Anyone who refinanced a mortgage a year or so ago, when the big banks’ variable interest rates averaged 7.8 per cent, must be wondering whether it’s time to refinance again.
Home loan rates will soon be at least a full percentage point lower than in June last year following the decision on Tuesday by the Reserve Bank of Australia to cut the cash rate by 25 basis points.
Many borrowers opted to refinance last winter when fixed three-year mortgage rates dipped to a then competitive 7.38 per cent. But between November and May, the RBA cut the cash rate by 1 percentage point.
RateCity, a rate comparison web service, says that since the RBA reduced its official rate in May by 50 basis points to 3.75 per cent, the standard variable rate has been at 6.88 per cent.
That will probably fall by only 15-18 basis points now the cash rate is at 3.5 per cent because most lenders won’t pass on Tuesday’s RBA cut in full.

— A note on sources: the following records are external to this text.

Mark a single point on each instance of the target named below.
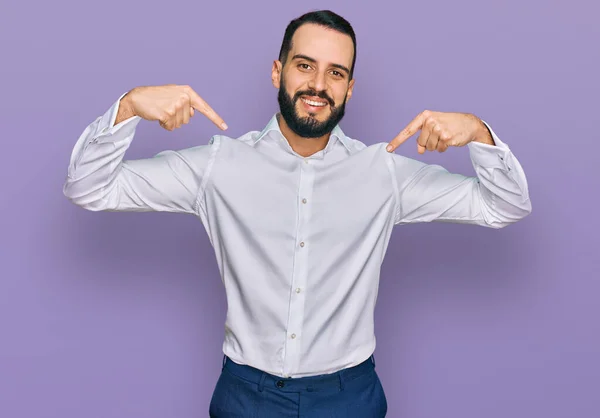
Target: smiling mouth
(314, 103)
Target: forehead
(323, 44)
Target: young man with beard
(299, 216)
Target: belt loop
(261, 384)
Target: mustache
(320, 94)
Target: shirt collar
(336, 134)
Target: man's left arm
(496, 197)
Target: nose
(318, 82)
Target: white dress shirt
(299, 241)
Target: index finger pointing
(410, 130)
(201, 106)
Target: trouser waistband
(309, 383)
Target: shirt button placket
(298, 282)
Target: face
(314, 85)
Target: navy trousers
(243, 391)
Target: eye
(337, 74)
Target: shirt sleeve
(496, 197)
(100, 179)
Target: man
(299, 216)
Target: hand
(172, 105)
(440, 130)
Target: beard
(308, 126)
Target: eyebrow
(307, 58)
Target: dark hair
(325, 18)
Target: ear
(276, 74)
(350, 89)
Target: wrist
(483, 134)
(125, 109)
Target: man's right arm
(100, 179)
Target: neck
(301, 145)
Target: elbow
(516, 213)
(85, 199)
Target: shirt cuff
(106, 126)
(491, 156)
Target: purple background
(121, 315)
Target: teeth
(313, 103)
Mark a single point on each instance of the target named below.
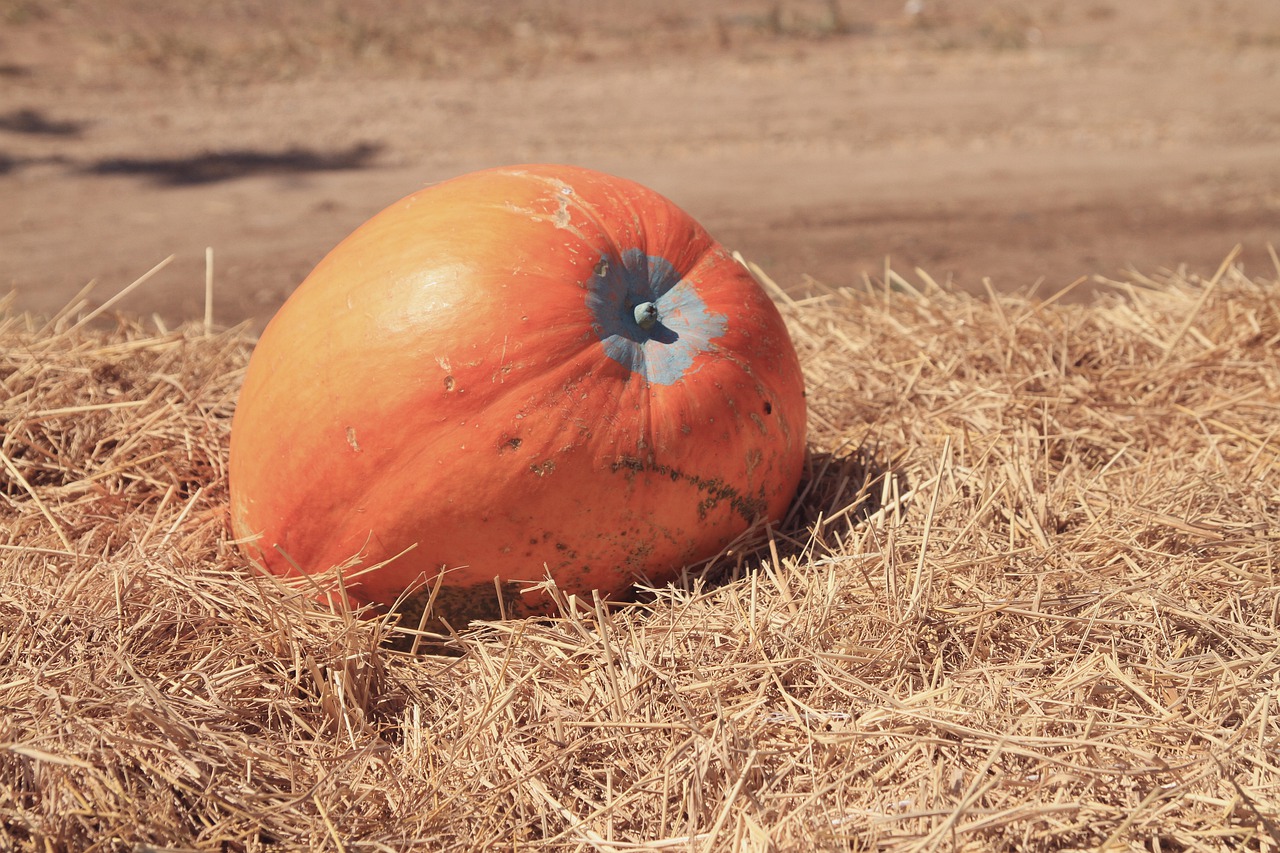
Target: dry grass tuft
(1029, 600)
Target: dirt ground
(1034, 141)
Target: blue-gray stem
(647, 315)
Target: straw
(1028, 600)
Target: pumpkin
(517, 373)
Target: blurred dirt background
(1024, 141)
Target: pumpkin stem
(647, 315)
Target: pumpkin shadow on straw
(839, 492)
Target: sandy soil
(1019, 141)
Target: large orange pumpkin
(520, 372)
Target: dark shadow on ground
(35, 122)
(225, 165)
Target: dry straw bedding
(1028, 600)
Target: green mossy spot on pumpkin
(749, 507)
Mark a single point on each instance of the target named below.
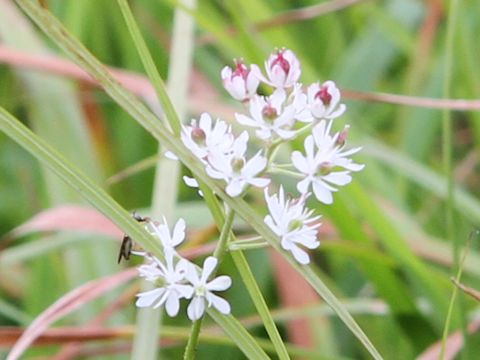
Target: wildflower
(235, 170)
(171, 278)
(202, 289)
(283, 69)
(201, 138)
(323, 100)
(169, 241)
(270, 116)
(240, 83)
(293, 223)
(318, 165)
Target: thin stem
(222, 244)
(238, 245)
(447, 163)
(472, 235)
(191, 347)
(277, 170)
(260, 304)
(219, 253)
(150, 67)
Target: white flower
(169, 241)
(324, 153)
(270, 116)
(193, 183)
(302, 111)
(172, 278)
(240, 83)
(201, 138)
(203, 289)
(293, 224)
(235, 170)
(323, 100)
(283, 69)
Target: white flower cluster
(321, 168)
(177, 278)
(287, 113)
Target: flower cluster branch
(245, 160)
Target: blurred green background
(384, 241)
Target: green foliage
(388, 240)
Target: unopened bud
(324, 95)
(342, 137)
(269, 112)
(198, 135)
(240, 69)
(282, 62)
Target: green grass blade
(150, 67)
(139, 112)
(104, 203)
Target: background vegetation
(387, 242)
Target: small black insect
(127, 242)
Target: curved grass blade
(54, 29)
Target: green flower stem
(191, 347)
(276, 170)
(54, 29)
(447, 137)
(222, 244)
(219, 253)
(248, 278)
(247, 245)
(150, 67)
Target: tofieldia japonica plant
(246, 160)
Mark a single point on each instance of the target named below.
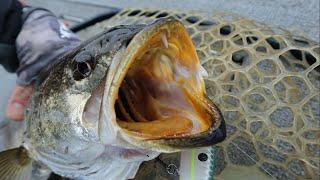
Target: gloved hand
(10, 25)
(41, 41)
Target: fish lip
(216, 133)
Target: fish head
(140, 86)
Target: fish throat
(162, 93)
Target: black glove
(10, 26)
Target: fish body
(120, 98)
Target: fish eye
(82, 70)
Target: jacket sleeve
(10, 26)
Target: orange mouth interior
(162, 94)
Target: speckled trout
(118, 99)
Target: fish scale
(272, 98)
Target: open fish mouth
(162, 93)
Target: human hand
(41, 41)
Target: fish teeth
(203, 72)
(164, 40)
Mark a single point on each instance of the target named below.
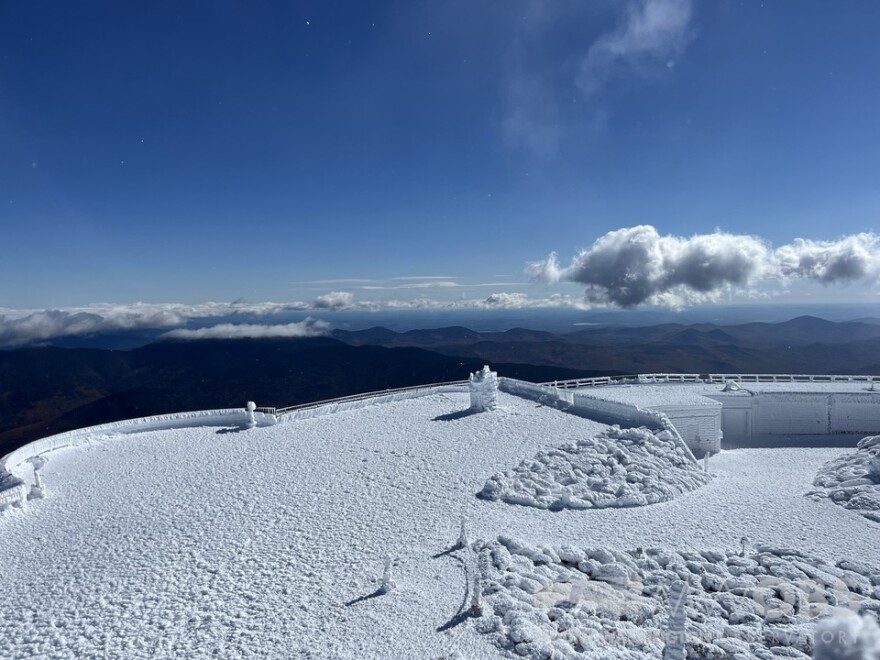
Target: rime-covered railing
(705, 378)
(359, 397)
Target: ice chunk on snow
(620, 468)
(542, 608)
(853, 481)
(847, 637)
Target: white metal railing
(706, 378)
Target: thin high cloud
(24, 327)
(636, 265)
(651, 36)
(308, 328)
(542, 99)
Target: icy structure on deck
(573, 603)
(619, 468)
(853, 481)
(484, 390)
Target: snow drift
(853, 481)
(618, 468)
(570, 602)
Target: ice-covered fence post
(484, 390)
(38, 490)
(675, 634)
(462, 535)
(388, 583)
(477, 596)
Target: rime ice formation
(484, 390)
(847, 637)
(250, 418)
(676, 632)
(162, 541)
(619, 468)
(572, 603)
(853, 480)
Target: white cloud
(851, 258)
(308, 328)
(432, 284)
(544, 101)
(636, 265)
(652, 34)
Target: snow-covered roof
(667, 395)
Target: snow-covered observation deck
(200, 535)
(712, 411)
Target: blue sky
(186, 152)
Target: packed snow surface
(571, 602)
(270, 542)
(618, 468)
(853, 480)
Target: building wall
(699, 426)
(799, 413)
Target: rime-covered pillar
(675, 627)
(484, 390)
(38, 490)
(874, 468)
(250, 420)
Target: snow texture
(618, 468)
(568, 602)
(853, 480)
(268, 542)
(847, 638)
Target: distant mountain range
(805, 344)
(51, 389)
(48, 390)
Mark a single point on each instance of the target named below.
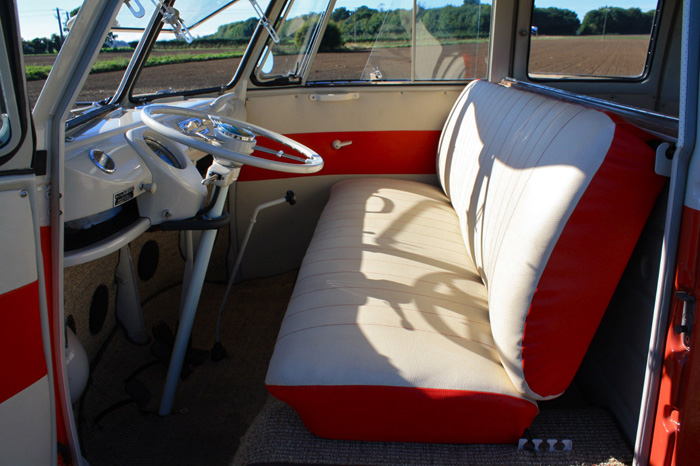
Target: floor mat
(278, 436)
(213, 407)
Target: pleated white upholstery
(420, 316)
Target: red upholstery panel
(371, 153)
(21, 348)
(401, 414)
(592, 253)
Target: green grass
(36, 72)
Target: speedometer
(163, 152)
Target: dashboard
(122, 178)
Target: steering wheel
(230, 139)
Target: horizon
(38, 21)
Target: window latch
(265, 22)
(172, 17)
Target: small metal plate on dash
(123, 196)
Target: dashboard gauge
(163, 152)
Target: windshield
(218, 34)
(203, 51)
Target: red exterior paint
(503, 418)
(21, 348)
(56, 326)
(371, 153)
(676, 437)
(612, 212)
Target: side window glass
(299, 24)
(5, 131)
(612, 41)
(376, 41)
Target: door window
(612, 41)
(10, 128)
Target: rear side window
(611, 41)
(387, 42)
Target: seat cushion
(551, 198)
(387, 333)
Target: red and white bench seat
(441, 315)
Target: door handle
(340, 144)
(334, 97)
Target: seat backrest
(551, 198)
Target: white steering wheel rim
(313, 163)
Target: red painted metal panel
(371, 153)
(21, 348)
(676, 437)
(56, 326)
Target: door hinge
(688, 317)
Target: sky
(38, 17)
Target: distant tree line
(42, 45)
(467, 21)
(611, 20)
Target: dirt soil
(593, 56)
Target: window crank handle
(340, 144)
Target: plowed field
(613, 56)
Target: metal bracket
(688, 317)
(172, 17)
(551, 445)
(265, 22)
(137, 12)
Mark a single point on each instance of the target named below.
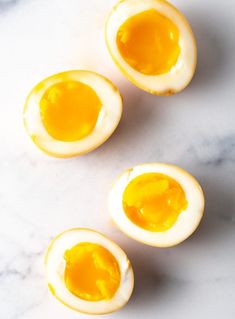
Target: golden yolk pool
(149, 42)
(92, 273)
(154, 201)
(69, 110)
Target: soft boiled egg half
(88, 272)
(72, 113)
(153, 45)
(158, 204)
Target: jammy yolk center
(92, 273)
(69, 110)
(154, 201)
(149, 42)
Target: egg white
(187, 221)
(55, 267)
(181, 74)
(107, 122)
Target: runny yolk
(154, 201)
(92, 273)
(149, 42)
(69, 110)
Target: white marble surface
(41, 196)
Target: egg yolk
(69, 110)
(92, 273)
(149, 42)
(154, 201)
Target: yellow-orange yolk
(92, 273)
(154, 201)
(149, 42)
(69, 110)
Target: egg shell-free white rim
(181, 74)
(108, 120)
(55, 266)
(187, 221)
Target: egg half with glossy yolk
(158, 204)
(152, 44)
(72, 113)
(88, 272)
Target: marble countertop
(41, 196)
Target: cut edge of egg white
(181, 73)
(188, 220)
(55, 267)
(108, 120)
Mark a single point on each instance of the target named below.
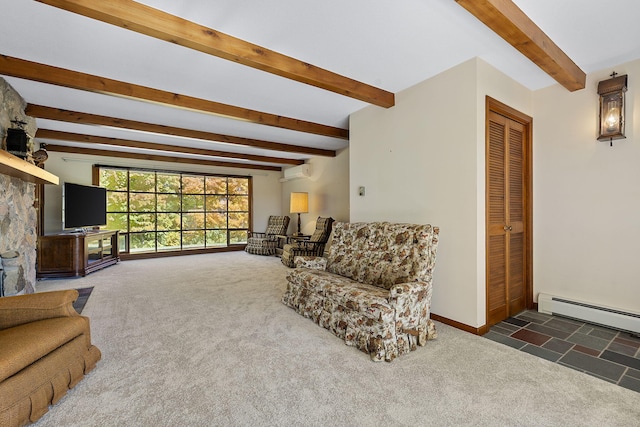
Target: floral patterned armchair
(265, 243)
(312, 247)
(373, 289)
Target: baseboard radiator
(585, 312)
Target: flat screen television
(83, 206)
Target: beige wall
(422, 161)
(587, 197)
(328, 188)
(76, 168)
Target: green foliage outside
(168, 211)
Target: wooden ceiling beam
(156, 157)
(152, 22)
(58, 114)
(513, 25)
(24, 69)
(93, 139)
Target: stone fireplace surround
(18, 216)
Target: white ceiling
(388, 44)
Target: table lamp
(299, 204)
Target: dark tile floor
(604, 353)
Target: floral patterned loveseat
(373, 289)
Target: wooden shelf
(76, 254)
(18, 168)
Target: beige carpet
(203, 340)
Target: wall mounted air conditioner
(599, 315)
(296, 172)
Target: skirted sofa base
(45, 350)
(374, 288)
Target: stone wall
(18, 216)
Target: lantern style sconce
(612, 107)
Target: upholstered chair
(265, 243)
(312, 247)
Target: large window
(159, 211)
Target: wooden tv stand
(76, 254)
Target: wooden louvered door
(508, 218)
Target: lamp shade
(299, 203)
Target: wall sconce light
(18, 140)
(299, 204)
(611, 93)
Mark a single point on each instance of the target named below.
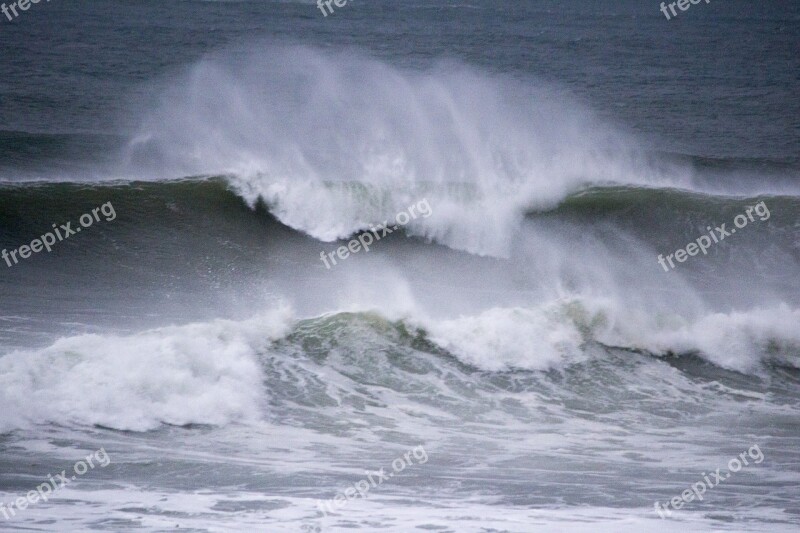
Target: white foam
(336, 142)
(200, 373)
(553, 335)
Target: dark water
(519, 341)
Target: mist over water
(522, 330)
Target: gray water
(515, 357)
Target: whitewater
(523, 331)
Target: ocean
(407, 265)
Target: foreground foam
(200, 373)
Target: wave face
(333, 141)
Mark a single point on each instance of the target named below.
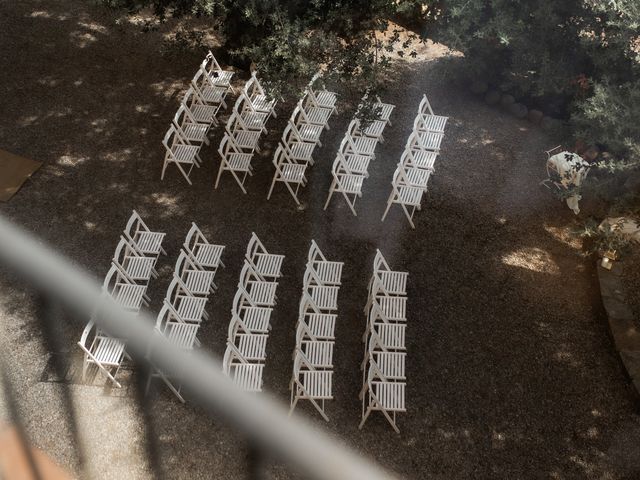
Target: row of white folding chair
(242, 134)
(132, 266)
(313, 356)
(411, 177)
(299, 139)
(184, 305)
(318, 96)
(250, 316)
(195, 116)
(383, 365)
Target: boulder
(507, 100)
(535, 116)
(518, 110)
(492, 97)
(478, 87)
(551, 124)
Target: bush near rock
(492, 97)
(535, 116)
(507, 100)
(518, 110)
(479, 87)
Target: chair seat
(317, 384)
(394, 283)
(318, 116)
(391, 335)
(408, 195)
(256, 319)
(182, 335)
(198, 282)
(390, 364)
(430, 140)
(195, 131)
(350, 183)
(389, 395)
(107, 351)
(129, 296)
(139, 268)
(321, 325)
(149, 242)
(385, 111)
(434, 123)
(325, 297)
(213, 95)
(375, 129)
(393, 307)
(329, 273)
(292, 172)
(204, 113)
(185, 153)
(268, 265)
(208, 255)
(423, 159)
(301, 150)
(247, 376)
(252, 347)
(190, 309)
(262, 293)
(318, 353)
(326, 99)
(357, 164)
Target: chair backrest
(425, 106)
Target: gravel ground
(511, 373)
(631, 280)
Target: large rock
(507, 100)
(479, 87)
(535, 116)
(492, 97)
(518, 110)
(551, 124)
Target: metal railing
(264, 422)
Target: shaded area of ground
(511, 372)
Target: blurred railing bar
(262, 420)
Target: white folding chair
(199, 282)
(188, 307)
(258, 292)
(246, 375)
(288, 172)
(408, 197)
(320, 97)
(346, 184)
(218, 76)
(201, 111)
(297, 149)
(207, 90)
(266, 265)
(386, 397)
(192, 132)
(123, 290)
(310, 384)
(179, 151)
(134, 264)
(234, 160)
(205, 254)
(260, 101)
(327, 272)
(148, 243)
(428, 121)
(103, 351)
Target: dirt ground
(511, 372)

But with expectations of further rate cuts, more borrowers will be refinancing and focusing on variable, not fixed-rate, deals.
Demand for variable mortgages grew strongly in May, according to national loan approval data from Mortgage Choice.
A spokeswoman for the mortgage broker group, Belinda Williamson, says the RBA’s May cut, combined with speculation about further rate cuts, helped fuel borrowers’ appetites for variable loans.
According to Australian Bureau of Statistics figures, 17,756 home loans were refinanced nationally in March – the most refinanced in one month since April 2008.
RateCity spokeswoman Michelle Hutchison says borrowers are now much more comfortable switching their loans.
The ban on exit fees for new variable rate loans since July last year has worked to increase refinancing. ”It’s likely that more borrowers will switch lenders more often than in the past,” Ms Hutchison says.
If you’re considering refinancing, you first need to assess your financial goals – specifically, how long you expect to stay in your home or hold an investment property.
Some people decide it’s better to stay with their current mortgage, particularly if the savings are small or they plan to sell.
Being able to negotiate a new mortgage through a mortgage broker takes a lot of the hard work out of switching, but there is still hassle involved in refinancing. Expect paperwork and credit checks.
Also be aware that when you refinance, you’re not building equity. In fact, it’s the reverse: you’re starting at the beginning of the amortisation tables.
Amortisation schedules on principal and interest loans are structured so that almost all of your payments go towards interest in the first few years. The longer you have the loan, the more is put towards the principal.
If you want to avoid this, or lower your loan repayments for a set period, consider an interest-only loan. These offer most of the features of principal and interest loans with the benefit of lower repayments.
You don’t have to repay the principal loan amount during the interest-only period, but you have the flexibility to do so.
It’s crucial to know when the refinancing will begin to pay off.
To calculate this, start with a list of all the loan closing costs, then divide the closing costs by the amount you expect to save on each monthly payment.
If closing costs total $2500 and your monthly savings are $200, it will take you 12½ months to break even on refinancing.
If it takes you two years to recoup the costs and you intend to sell in 18 months, then refinancing does not make sense.